Wiedergewählter Caritaspräsident wünscht sich stärkere Wahrnehmung innerhalb der Kirche

"Sind Pfund in der Gesellschaft"

Prälat Peter Neher bleibt Caritaspräsident. Die Delegierten-Versammlung des Deutschen Caritasverbands wählte ihn als einzigen Kandidaten am Dienstagabend in Eichstätt mit großer Mehrheit. Im domradio-Interview erklärt er die Ziele für seine nächste Amtszeit und wünscht sich eine innerkirchlich stärkere Würdigung.

 (DR)

domradio: Haben Sie sich denn über Ihre Wiederwahldenn gefreut?
Neher: Das ist natürlich schon ein großer Vertrauensbeweis. Einmal für die Arbeit der letzten sechs Jahre, und es ist eine gute Ermutigung, die Arbeit auch für die kommende Zeit weiter kräftig voranzubringen.

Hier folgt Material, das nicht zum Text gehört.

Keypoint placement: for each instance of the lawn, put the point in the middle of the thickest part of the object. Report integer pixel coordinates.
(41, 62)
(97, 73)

domradio: Steht die neue Amtszeit für Kontinuität oder für Aufbruch?
Neher: Man nimmt sich wieder neue Dinge vor. Insgesamt gilt es für den Verband, die Arbeit fortzusetzen, die wir in den letzten Jahren geleistet haben. Ob das die Bekämpfung von Kinderarmut, Vorbeugung von Altersarmut oder das Thema Bildungsgerechtigkeit ist. Da wird es Kontinuität geben.

domradio: Das bleiben auch Ihre Schwerpunkte?
Neher: So ist es. Wie sich die gegenwärtige Situation wirtschaftlich und auch gesellschaftlich abzeichnet, sind das die Themen neben Pflege und Gesundheit. Das werden die zentralen Themen der nächsten Jahre sein.

domradio: Gerade laufen die Koalitionsverhandlungen zwischen Schwarz-Gelb. Was erwarten Sie hier?
Neher: Was sowohl die Union als auch die FDP immer wieder im Wahlkampf zur Sprache brachten, wenn auch für mein Empfinden zu wenig: das Thema Bildungsgerechtigkeit. Wie kann es uns gelingen, dass in einem Land wie Deutschland die soziale Herkunft nicht in dieser Weise entscheidet, welche schulische und berufliche Aussicht Kinder auch aus Lebensverhältnissen in prekärer Situation haben. Das wird ein wichtiger Punkt sein. Außerdem: Wie können wir Altersdiskriminierung abbauen. Wenn die Rente mit 67 Sinn macht, muss es auch möglich sein, dass ältere Arbeitnehmer weiterbeschäftigt werden. Und wir werden auch das Thema Kinderarmut anpacken. Auch da erwarte ich mir, dass jetzt tatsächliche Regelungen und auch gesetzliche Grundlagen geschaffen werden.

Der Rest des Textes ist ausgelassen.